El Supremo ya rechazó el pasado 16 de abril una medida cautelarísima solicitada por la Asociación por la Reconciliación y la Verdad Histórica para frenar la regularización, al no considerar acreditado que existiese especial urgencia para hacerlo.
Los denunciantes ante el Supremo
La Comunidad de Madrid alegaba que la regularización masiva «afecta gravemente» a la prestación de servicios públicos sin que se articulen mecanismos financiación y de provisión de medios; contraviene la normativa europea y afectar a la seguridad.
Vox cree que derivará en el colapso del sistema y generará más dificultades en el acceso a la vivienda y más inseguridad en las calles.

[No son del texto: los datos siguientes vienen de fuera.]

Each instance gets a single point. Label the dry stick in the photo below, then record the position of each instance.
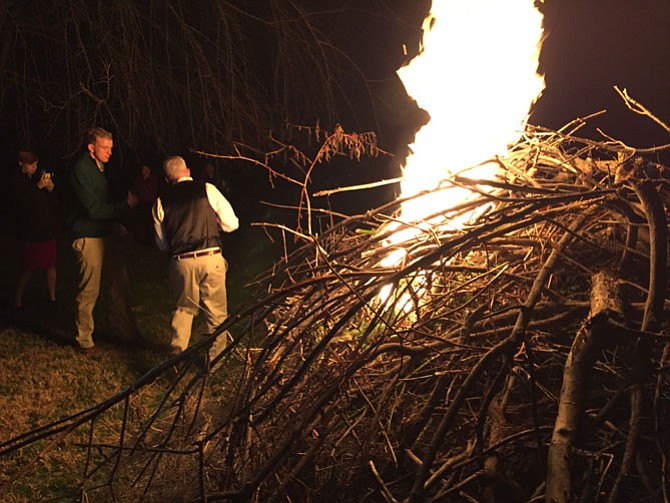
(661, 383)
(605, 303)
(505, 347)
(652, 320)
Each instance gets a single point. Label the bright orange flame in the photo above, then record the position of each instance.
(477, 78)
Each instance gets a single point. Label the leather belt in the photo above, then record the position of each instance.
(198, 253)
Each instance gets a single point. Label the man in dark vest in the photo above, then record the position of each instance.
(187, 221)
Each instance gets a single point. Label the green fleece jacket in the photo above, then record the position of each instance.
(91, 213)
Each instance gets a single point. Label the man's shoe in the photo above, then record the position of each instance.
(90, 351)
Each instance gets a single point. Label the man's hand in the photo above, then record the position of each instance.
(132, 199)
(45, 182)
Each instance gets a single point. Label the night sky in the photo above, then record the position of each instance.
(594, 45)
(590, 46)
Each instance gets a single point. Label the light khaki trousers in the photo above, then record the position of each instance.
(198, 283)
(98, 258)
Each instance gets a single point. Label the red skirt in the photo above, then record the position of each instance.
(38, 255)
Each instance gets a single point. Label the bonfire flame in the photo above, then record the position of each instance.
(477, 77)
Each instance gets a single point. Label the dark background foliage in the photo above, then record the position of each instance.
(168, 76)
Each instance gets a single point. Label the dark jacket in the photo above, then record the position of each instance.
(190, 222)
(36, 210)
(90, 212)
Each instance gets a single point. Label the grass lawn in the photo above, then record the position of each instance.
(45, 378)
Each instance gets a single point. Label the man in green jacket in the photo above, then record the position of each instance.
(94, 236)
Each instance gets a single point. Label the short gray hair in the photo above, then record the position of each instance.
(174, 167)
(97, 132)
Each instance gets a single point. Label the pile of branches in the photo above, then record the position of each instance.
(521, 357)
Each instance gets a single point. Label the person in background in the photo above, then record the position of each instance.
(35, 211)
(211, 174)
(145, 187)
(95, 240)
(188, 218)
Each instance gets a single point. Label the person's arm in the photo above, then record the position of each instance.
(84, 185)
(224, 211)
(159, 230)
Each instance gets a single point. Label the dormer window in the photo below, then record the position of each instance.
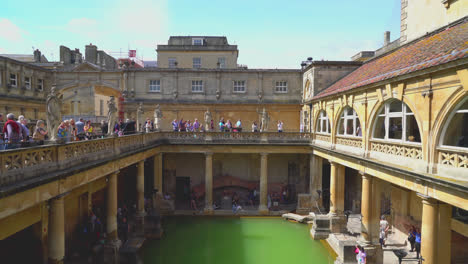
(197, 41)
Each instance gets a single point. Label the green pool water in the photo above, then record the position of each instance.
(222, 240)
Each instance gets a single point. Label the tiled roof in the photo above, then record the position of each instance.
(436, 49)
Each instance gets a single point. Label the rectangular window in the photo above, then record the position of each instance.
(239, 86)
(197, 86)
(27, 82)
(196, 63)
(197, 41)
(172, 63)
(13, 80)
(101, 107)
(221, 63)
(40, 84)
(281, 87)
(155, 86)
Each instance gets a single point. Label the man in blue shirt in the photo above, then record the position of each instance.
(80, 129)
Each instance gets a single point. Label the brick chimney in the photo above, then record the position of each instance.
(37, 55)
(386, 38)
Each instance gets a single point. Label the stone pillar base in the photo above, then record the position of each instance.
(111, 251)
(320, 228)
(208, 211)
(374, 252)
(140, 224)
(263, 210)
(55, 261)
(338, 223)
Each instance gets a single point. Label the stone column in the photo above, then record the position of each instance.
(374, 223)
(263, 208)
(429, 229)
(56, 239)
(337, 217)
(157, 179)
(208, 183)
(444, 236)
(366, 208)
(315, 181)
(111, 249)
(140, 215)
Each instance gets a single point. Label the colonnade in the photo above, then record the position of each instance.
(56, 219)
(263, 206)
(435, 225)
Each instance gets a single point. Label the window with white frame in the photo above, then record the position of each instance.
(40, 84)
(13, 79)
(197, 86)
(197, 41)
(239, 86)
(155, 86)
(349, 124)
(396, 121)
(172, 63)
(455, 132)
(323, 123)
(196, 63)
(27, 82)
(222, 63)
(281, 87)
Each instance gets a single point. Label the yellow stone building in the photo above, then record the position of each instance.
(385, 136)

Y Hazte Oír apeló a que “no se trata de una cuestión técnica. Se está evitando deliberadamente el debate parlamentario que exige una reforma de este calado. El Gobierno no puede cambiar el modelo migratorio sin dar la cara en las Cortes”, afirmaba su letrado, Javier María Pérez Roldán.
La Abogacía del Estado negó el riesgo de colapso y mantiene que los beneficiarios de los servicios públicos ya viven en España desde antes del 1 de enero de 2026 y, por tanto, ya son usuarios de los mismos.
El Gobierno apeló a que la regularización permitirá el acceso de los beneficiarios al «pleno ejercicio de los derechos reconocidos por el ordenamiento jurídico», entre ellos al trabajo, que contribuirá no solo a su integración, sino además al incremento de las cotizaciones sociales por su incorporación al mercado laboral.